Дневник Элоизы лежал на библиотечном столе между ними, как невзорвавшаяся бомба, отсчитывающая тихие секунды. Он пах сыростью, плесенью и временем, но под этим — слабым, угасшим ароматом лаванды и полыни. Переплёт из грубой кожи был стянут простым кожаным шнурком. Элис развязала его с благоговейной осторожностью, будто прикасалась к святыне или к открытой ране.

Адриан сидел напротив, не двигаясь, его лицо было маской отстранённого любопытства, но пальцы, сцепленные на коленях, были белы от напряжения. Людвиг, предварительно занавесив окна и поставив между ними графин с чем-то крепким (не вином), удалился, бросив на стол многозначительный взгляд, полный предчувствия беды.

Первые страницы были записями молодой женщины, увлечённой травничеством и старыми преданиями.
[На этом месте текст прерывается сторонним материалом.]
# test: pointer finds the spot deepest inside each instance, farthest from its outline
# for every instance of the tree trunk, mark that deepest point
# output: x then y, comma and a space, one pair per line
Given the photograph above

Элоиза описывала свойства растений, фазы луны, поведение животных. Её почерк был уверенным, ясным, полным любви к миру. Она жила в лесу не из отшельничества, а из чувства глубокой связи с ним. Она помогала окрестным крестьянам — лечила, принимала роды, советовала. Её уважали, но и побаивались. Она была одинока.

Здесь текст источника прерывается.